The "Whiskey Rebellion" has never received due weight in the history
of the United States. Its story has been told in the utmost detail,
but its details are unimportant. As a fact, however, it is full of
meaning, and this meaning has been too much overlooked. That this
should be so, is not to be wondered at, for everything has conspired
to make it seem, after a century has gone by, both mean and trivial.

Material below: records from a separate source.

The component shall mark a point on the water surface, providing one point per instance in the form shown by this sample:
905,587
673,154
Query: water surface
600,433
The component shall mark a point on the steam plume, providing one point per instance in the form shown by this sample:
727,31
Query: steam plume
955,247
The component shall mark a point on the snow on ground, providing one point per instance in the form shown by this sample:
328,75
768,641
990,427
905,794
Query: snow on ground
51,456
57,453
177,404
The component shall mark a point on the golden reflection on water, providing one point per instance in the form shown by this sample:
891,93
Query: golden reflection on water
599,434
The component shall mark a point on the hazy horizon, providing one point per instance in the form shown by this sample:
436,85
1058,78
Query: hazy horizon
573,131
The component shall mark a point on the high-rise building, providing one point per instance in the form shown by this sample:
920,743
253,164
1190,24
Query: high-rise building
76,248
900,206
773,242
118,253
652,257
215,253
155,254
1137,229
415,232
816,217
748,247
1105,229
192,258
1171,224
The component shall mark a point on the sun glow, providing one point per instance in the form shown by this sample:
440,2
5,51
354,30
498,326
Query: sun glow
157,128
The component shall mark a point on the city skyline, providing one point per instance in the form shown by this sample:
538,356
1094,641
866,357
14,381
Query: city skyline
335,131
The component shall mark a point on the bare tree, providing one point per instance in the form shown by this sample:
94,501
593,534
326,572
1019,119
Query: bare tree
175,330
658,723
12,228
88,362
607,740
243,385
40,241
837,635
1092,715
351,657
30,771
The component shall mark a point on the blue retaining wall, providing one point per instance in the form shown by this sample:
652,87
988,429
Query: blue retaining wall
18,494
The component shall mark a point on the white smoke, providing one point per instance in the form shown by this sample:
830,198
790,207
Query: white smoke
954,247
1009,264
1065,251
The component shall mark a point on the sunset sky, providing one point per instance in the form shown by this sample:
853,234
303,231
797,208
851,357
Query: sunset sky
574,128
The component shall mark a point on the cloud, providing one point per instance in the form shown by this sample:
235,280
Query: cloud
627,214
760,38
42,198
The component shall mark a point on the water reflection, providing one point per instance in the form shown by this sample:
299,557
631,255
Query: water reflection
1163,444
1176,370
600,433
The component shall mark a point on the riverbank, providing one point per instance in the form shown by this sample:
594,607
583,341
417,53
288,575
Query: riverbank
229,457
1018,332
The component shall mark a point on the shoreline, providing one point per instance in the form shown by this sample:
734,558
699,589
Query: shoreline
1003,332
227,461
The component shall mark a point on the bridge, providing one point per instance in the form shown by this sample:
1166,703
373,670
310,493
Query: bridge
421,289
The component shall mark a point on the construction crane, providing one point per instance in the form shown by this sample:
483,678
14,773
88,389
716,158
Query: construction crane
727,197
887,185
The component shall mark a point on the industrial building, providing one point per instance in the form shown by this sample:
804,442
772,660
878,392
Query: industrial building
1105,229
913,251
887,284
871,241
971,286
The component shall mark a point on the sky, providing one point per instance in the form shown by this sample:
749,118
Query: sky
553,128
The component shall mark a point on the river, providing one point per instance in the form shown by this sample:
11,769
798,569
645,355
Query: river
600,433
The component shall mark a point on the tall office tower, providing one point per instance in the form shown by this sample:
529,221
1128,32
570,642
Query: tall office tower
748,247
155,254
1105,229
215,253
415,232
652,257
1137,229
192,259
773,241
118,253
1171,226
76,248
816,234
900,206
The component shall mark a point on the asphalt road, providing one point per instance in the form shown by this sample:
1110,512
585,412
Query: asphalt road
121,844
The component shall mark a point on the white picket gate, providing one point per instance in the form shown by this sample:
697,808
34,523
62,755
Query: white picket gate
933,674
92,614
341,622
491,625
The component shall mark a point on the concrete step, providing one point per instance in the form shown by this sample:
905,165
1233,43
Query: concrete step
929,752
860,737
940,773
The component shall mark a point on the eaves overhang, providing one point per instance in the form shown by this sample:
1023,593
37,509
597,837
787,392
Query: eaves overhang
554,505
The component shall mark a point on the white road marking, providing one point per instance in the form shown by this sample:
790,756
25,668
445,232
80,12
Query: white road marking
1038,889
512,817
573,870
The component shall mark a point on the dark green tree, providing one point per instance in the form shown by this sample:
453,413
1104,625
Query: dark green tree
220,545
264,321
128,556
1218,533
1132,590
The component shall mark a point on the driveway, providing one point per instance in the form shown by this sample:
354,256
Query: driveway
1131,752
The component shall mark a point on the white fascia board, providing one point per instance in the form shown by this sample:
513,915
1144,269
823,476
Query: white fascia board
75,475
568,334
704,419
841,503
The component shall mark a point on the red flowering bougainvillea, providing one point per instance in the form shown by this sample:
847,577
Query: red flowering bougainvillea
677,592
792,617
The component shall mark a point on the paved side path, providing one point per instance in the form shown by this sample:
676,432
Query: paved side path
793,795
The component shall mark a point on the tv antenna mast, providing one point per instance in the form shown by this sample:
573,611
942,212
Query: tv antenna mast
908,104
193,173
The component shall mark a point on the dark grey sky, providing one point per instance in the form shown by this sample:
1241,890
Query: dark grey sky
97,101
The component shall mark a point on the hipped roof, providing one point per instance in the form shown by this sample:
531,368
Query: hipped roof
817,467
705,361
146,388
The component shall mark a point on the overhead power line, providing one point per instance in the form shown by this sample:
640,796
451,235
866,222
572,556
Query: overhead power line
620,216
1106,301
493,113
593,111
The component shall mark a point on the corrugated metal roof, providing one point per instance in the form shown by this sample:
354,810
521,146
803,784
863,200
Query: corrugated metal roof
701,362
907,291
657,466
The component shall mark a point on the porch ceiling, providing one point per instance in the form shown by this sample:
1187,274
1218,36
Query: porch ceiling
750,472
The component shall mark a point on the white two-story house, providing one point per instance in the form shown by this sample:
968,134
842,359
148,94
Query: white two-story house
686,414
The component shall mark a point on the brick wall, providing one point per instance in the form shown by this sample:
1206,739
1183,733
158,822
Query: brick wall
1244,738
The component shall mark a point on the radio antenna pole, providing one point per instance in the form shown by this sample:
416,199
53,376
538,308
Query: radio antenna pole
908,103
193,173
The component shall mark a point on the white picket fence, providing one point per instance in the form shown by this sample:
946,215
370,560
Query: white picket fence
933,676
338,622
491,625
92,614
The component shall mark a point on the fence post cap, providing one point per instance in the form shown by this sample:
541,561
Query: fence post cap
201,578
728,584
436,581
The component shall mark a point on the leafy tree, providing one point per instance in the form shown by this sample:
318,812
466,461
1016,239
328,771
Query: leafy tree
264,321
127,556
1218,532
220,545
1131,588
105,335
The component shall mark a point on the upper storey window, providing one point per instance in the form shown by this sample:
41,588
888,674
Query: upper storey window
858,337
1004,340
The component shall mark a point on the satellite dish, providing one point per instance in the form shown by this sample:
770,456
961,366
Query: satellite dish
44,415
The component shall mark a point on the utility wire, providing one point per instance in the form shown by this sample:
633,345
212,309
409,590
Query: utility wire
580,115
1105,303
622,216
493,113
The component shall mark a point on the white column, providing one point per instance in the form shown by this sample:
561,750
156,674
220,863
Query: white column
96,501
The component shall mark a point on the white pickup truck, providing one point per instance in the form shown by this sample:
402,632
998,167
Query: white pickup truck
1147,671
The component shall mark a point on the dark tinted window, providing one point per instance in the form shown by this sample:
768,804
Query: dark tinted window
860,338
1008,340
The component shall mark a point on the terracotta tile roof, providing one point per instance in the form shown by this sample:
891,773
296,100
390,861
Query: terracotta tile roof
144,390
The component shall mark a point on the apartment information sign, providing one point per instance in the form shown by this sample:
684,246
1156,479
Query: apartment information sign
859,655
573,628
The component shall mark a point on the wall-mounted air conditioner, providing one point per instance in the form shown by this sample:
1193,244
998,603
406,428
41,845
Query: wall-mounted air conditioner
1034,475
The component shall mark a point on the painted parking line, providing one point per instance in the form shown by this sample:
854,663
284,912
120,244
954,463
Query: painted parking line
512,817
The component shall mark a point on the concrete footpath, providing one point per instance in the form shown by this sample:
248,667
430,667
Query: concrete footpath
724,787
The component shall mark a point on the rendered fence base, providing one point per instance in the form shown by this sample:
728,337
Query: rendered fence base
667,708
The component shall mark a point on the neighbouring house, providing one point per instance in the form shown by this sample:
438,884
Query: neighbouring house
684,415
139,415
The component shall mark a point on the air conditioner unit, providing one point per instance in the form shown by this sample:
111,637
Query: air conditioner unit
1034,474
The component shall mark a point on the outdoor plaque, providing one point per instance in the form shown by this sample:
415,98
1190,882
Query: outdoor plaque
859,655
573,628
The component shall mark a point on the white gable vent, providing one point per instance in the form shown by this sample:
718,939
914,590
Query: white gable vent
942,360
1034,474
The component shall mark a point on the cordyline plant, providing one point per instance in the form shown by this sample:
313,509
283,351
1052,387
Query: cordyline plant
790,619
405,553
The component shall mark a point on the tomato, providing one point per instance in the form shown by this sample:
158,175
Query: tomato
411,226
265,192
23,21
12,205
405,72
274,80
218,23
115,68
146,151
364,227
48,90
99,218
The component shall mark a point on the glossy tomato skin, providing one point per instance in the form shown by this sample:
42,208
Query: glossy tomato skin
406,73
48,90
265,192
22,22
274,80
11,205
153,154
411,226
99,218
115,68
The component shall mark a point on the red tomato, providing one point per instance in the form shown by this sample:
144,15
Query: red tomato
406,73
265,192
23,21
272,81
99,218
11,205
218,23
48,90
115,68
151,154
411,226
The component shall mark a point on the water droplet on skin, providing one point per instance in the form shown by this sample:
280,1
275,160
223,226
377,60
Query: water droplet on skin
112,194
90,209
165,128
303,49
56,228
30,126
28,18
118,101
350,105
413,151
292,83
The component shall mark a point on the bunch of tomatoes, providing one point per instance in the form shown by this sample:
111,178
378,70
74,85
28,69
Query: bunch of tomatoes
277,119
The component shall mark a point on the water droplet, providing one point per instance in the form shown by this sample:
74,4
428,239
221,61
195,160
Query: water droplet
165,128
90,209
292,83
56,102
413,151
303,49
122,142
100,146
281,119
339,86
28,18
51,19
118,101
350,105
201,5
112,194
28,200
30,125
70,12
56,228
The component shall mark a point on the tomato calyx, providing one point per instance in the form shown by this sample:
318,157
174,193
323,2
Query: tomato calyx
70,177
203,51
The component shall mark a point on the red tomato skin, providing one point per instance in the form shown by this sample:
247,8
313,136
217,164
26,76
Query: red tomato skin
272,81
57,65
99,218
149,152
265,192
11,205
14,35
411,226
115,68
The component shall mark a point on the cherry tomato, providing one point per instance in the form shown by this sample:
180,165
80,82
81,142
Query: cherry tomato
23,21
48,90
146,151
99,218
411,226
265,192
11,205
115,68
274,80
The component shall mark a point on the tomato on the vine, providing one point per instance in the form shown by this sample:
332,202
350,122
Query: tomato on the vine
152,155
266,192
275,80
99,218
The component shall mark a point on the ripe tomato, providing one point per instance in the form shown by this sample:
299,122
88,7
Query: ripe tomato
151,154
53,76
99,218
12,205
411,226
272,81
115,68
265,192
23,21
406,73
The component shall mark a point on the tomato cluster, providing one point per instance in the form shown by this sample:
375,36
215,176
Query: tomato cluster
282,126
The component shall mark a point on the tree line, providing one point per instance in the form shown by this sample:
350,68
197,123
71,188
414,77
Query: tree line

Its very name suggests ridicule and contempt, and it collapsed so
utterly that people laughed at it and despised it. Its leaders, with
the exception of Gallatin, were cheap and talkative persons of
little worth, and the cause itself was neither noble, romantic, nor
inspiriting. Nevertheless, it was a dangerous and formidable business,
for it was the first direct challenge to the new government. It was
the first clear utterance of the stern question asked of every people
striving to live as a nation, Have you a right to live? Have you a
government able to fight and to endure? Have you men ready to take up
the challenge? These questions were put by rough frontier settlers,
and put in the name and for the sake of distilling whiskey unvexed by
law. But they were there, they had to be answered, and on the reply
the existence of the government was at stake. If it failed, all was
over. If the States did not respond to this first demand, that they
should put down disorder and dissension within the borders of one of
their number, the experiment had failed.